I
hope you don't mind a story here. It's sentimental. Not being a great
euchre player, but a steady partner, euchre is a game I love to play with those
who will put up with me. So when I landed in a nursing home after a
long and debilitating illness, imagine my heavenly release from boredom
when I discovered several other players and we started playing every
day.
Three of these players were a
minister, and two US armed services veterans--one WWII and the other
Vietnam era. The three gentlemen were 12 yrs, 30 yrs and 14 yrs my
senior so I was the baby of the group. We were diverse in background but
we ALL LOVED to play! We couldn't see that well or hear that well or
even hold the cards that well. But we adapted our games with card
holders, large print cards and bought cubes to keep track of trump that
had suite symbols that were big enough for everyone to see. We cajoled
(okay, we badgered) the administrator to purchase a big, round game/card
table and would set in a corner of the large activity room and talk and
play and tell somewhat off colored jokes and howl with laughter so loud
the nurses would come around the corner and observe tears streaming
down our faces as we laughed and snorted coffee out our noses if the
silliness was ill timed. Then realizing we were just having too much of a
good time, the ladies in white would walk off shaking their heads and
muttering. A one point I found a small plastic donkey about three
inches high and during one raucous game with lots of good-natured
insults I placed it on the table and sarcastically said to all if you
don't like my dealing you can kiss this where upon the small plastic
jackass was set in front of the offending party and more laughing and
howling came from our corner. It became the game mascot. It was passed
around to different players to be held up smugly anytime you got the
little trash cards.
Now the
minister had this sense of humor that burned slow. When he made some sly
statement our brains took it in, pondered it and by the time the hand
was dealt we were laughing, groaning and trying to shake the feeling of
being mentally "had." WWII and Vietnam would swap war tales and tease
each other about which branch of the service was better. Ever day we
reviewed yesterday's games picking on techniques, how gutsy
such-and-such a move was, who was cheating, etc. And then one day it
happened...the cards were dealt. The final card was flipped up revealing
a trashy little nine of clubs. We all peered at it groaning and griping
only to look up and see Vietnam guy with a slow spreading, all-teeth
grin breaking out across his face. We awaited for him to pass, order up,
or something but he started to chuckle which turned into a laugh which
gave way to a slow head-shaking. And he simply fanned his hand down on
the table before us. It contained BOTH bowers, the ace, king and
queen...all black, all spades. A true unicorn. Our jaws all dropped at
the same time. Five decades of playing the game and I had never seen the
perfect hand until that day. Probably won't see another one in this
life time. We all tossed our cards to the center, took a break to refill
coffee and dealt the next hand.
We
formed good friendships and after I was able to leave and get my own
place again I would go back once, sometimes twice a week, and spend an
afternoon playing euchre, laughing too loud and drinking bad coffee with
my buddies.
Then Covid. It shut
down jobs and lives and all things social. And because nursing homes
contain the most vulnerable ones, they locked them down as tight as
maximum security prisons. No visitors. No outside, "non-essential"

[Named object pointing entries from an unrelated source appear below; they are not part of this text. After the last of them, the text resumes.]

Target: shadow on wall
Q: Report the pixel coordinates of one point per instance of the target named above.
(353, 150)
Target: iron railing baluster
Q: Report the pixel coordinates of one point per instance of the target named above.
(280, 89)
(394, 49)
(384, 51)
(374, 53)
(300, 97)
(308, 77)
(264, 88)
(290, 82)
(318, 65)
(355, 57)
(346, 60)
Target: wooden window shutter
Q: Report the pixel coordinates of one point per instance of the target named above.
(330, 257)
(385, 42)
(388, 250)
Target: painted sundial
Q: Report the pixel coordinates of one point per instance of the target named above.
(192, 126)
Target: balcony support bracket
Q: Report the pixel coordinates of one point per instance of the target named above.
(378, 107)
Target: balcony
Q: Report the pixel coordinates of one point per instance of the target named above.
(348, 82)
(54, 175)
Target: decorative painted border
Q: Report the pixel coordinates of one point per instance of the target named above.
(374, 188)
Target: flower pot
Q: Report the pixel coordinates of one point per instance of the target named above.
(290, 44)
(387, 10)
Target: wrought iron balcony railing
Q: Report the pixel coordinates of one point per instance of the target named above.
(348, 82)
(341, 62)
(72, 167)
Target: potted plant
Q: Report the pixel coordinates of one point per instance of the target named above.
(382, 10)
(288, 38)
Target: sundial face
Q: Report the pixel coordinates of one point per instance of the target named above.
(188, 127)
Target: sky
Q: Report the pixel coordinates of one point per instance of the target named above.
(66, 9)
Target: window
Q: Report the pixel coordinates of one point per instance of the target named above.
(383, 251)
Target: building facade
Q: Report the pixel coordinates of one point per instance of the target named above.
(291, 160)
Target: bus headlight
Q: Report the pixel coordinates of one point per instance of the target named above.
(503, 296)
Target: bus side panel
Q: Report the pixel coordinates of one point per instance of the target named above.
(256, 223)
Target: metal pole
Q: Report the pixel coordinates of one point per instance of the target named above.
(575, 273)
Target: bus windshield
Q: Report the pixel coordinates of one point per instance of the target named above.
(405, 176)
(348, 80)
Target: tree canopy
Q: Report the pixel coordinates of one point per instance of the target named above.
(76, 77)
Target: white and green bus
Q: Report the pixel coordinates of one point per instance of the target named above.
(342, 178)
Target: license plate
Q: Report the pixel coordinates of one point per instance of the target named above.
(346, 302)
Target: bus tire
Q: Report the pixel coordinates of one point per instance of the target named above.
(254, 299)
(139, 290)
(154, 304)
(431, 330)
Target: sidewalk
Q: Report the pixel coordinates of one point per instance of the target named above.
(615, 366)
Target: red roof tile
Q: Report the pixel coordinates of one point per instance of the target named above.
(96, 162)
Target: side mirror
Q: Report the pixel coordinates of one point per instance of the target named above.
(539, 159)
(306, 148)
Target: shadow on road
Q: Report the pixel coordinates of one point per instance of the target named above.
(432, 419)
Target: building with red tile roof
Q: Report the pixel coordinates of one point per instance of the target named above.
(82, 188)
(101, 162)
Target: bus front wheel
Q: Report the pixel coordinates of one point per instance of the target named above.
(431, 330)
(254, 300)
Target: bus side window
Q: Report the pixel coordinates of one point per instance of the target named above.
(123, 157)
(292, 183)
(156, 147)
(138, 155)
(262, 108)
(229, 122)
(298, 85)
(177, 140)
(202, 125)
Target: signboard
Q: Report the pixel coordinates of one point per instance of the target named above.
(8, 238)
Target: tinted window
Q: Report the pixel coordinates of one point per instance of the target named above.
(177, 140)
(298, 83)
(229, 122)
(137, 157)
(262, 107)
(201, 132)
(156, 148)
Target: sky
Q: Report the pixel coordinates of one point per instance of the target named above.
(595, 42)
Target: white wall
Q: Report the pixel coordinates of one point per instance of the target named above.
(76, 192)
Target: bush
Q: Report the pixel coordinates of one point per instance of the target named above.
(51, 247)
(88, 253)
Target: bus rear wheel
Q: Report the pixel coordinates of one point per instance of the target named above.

people. No more euchre. I was now an outsider. Our little world of fun
we'd created was halted, patiently waiting to resume. I missed my
friends but communication in a nursing home is hard. People our ages
don't do well with smart phones or even dumb phones. And if you can't
hear the phone or see the screen you may as well be talking into a
brick. Staff don't have time to set up phones or explain technology.
Phone calls became less and less. I sent notes and gift bags and treats
hoping to encourage my friends in their guarded and sealed dungeon.
As
lock down drug on I think my friends began to give up in their
isolation. The minister was the first to go in April. I lost track of
others in the group only to find out some had been discharged or moved.
This month my veteran friends both died within 24 hours of each other.
So, I sit here and selfishly wonder with whom will I play riotous games
of euchre? Funny how a silly card game united a group of diverse people
and brought them together in what could have been a very lonely place.
It was normalcy, company and friendship over something as small as a
deck of cards.
Rest well good friends. The journey is over. It was an honor and a pleasure playing with you.